Commercial hedge fund data are likely to overestimate the true performance of the universe of hedge funds. The authors suggest that the upward bias in the return data is the result of databases missing the worst-performing funds because of the voluntary and selective nature of reporting. Some of it is also the result of a delisting bias—not chronicling the poor performance of funds following delisting—because managers have discretion over timing and removal of a fund from a database.
Extending the current research on selection bias inherent in commercial hedge fund databases, the authors investigate the direction and size of the bias. Using a previously unexplored dataset of funds of hedge funds (FOFs) that have not reported or stopped reporting to commercial databases, they observe a considerable positive selection bias. Funds that report their performance to commercial databases (database funds) significantly outperform, on average, non-reporting funds (non-database funds).
How Is This Research Useful to Practitioners?
One of the problems with current hedge fund literature is the mainstream reliance on commercial databases to evaluate performance. But hedge fund managers can choose not to report to databases, which creates a selection bias. The result is that researchers using self-reported data do not observe the full spectrum of returns.
Drawing on holdings data of FOFs, the authors construct a distinctive set of returns for hedge funds that do not report to a database. They find by using database data that estimates of managerial skill are not representative of the universe of hedge funds and that the estimates have an economically significant positive bias. They report that databases are missing some of the worst funds. Furthermore, they find that the omission from the database of successful funds does not sufficiently offset the poor performance of the worst database funds to overturn the central tenet of their findings. They conclude that if returns of database funds are excluded, the average excess return of hedge funds does not differ strikingly from zero.
With a deeper understanding of the extent that performance data in commercial databases are prone to be skewed by selection biases, investors and policymakers can learn to better use such data to inform capital allocation or comprehend systematic risk. The findings also appear to challenge the notion that a hedge fund delivers truly superior returns for its investors.
How Did the Authors Conduct This Research?
The authors use regulatory filings from FOFs that registered with the U.S. SEC. Since 2004, registered FOFs have been required to disclose their underlying hedge fund holdings on a quarterly basis. Using these data, they create a sample of 10,126 quarterly returns from 1,445 distinct hedge funds for 2004–2009.

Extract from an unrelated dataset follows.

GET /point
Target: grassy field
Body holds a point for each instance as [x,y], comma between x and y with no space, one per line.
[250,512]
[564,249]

By tying these funds to the amalgamation of five major commercial hedge fund databases—Lipper TASS, Hedge Fund Research, BarclayHedge, Morningstar (which incorporates CISDM and MSCI databases), and EurekaHedge—they observe that about one-half of the sample’s returns are not disclosed to any of the five databases. By using returns taken from investors (from the SEC filings) rather than from the hedge funds themselves (from the commercial databases), the authors’ findings present a rare opportunity to compare directly the performance of database funds and non-database funds by using data largely free from selection biases.

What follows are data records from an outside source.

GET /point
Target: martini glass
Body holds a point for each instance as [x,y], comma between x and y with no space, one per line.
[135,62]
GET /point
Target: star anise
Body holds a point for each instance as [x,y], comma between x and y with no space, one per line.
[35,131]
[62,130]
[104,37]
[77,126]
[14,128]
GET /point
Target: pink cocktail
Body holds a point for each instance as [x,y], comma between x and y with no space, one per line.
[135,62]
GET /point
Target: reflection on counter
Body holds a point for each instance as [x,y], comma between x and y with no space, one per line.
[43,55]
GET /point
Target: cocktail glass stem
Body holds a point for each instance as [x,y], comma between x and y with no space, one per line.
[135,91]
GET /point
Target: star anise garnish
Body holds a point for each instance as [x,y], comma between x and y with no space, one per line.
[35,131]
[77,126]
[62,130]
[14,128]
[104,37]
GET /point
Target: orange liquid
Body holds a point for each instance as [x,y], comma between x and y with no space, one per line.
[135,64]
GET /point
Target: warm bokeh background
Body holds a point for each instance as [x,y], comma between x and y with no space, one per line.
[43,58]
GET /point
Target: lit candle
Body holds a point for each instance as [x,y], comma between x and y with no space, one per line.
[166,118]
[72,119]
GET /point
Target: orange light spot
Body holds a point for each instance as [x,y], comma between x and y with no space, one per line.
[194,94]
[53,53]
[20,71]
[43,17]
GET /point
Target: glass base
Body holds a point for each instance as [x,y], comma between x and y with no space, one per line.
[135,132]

By computing risk-adjusted returns using different factor pricing models, they find the alpha of database funds ranges from a statistically significant 72 bps a quarter to 120 bps a quarter. This finding is comparable in magnitude to the 3–5% annual alpha found in prior research of database funds. In contrast, the alpha of non-database funds drops to a statistically insignificant 5 bps a quarter.
To uncover evidence of a delisting bias, the authors identify funds in their sample that have delisted from the commercial databases but continue to operate subsequently for some time; 85% of delisted funds have at least two quarters of returns subsequent to the delisting date. On average, they find returns of delisted funds are −16 bps a quarter, 184 bps a quarter lower than the returns of funds that continue to report to databases. This evidence is indicative of a delisting bias because poor returns of delisted funds are missing from the commercial databases.

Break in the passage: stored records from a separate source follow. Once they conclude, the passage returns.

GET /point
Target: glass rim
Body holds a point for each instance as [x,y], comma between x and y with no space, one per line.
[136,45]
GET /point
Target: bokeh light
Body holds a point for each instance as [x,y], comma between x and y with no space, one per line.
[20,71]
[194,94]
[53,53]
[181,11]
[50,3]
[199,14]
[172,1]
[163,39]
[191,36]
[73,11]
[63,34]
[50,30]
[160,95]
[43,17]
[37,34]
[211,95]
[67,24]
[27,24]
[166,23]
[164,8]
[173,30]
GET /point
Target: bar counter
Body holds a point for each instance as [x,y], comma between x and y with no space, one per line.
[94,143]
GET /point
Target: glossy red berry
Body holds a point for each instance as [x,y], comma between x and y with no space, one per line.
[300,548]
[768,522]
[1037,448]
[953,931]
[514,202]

The authors should be credited with creating an innovative methodology of using the underlying return data from registered FOFs. This research seems to offer added arguments for industry critics who say hedge funds do not proffer market-beating returns. Because of certain limitations in the dataset used, such as limited date ranges and the unknown size and composition of hedge funds that are both missing from a database and not held by a registered FOF, it is difficult to draw definitive conclusions to resolve this controversy. The findings could arguably be a critique more of the reliance on commercial databases to study hedge fund performance rather than of the performance of the hedge fund industry itself.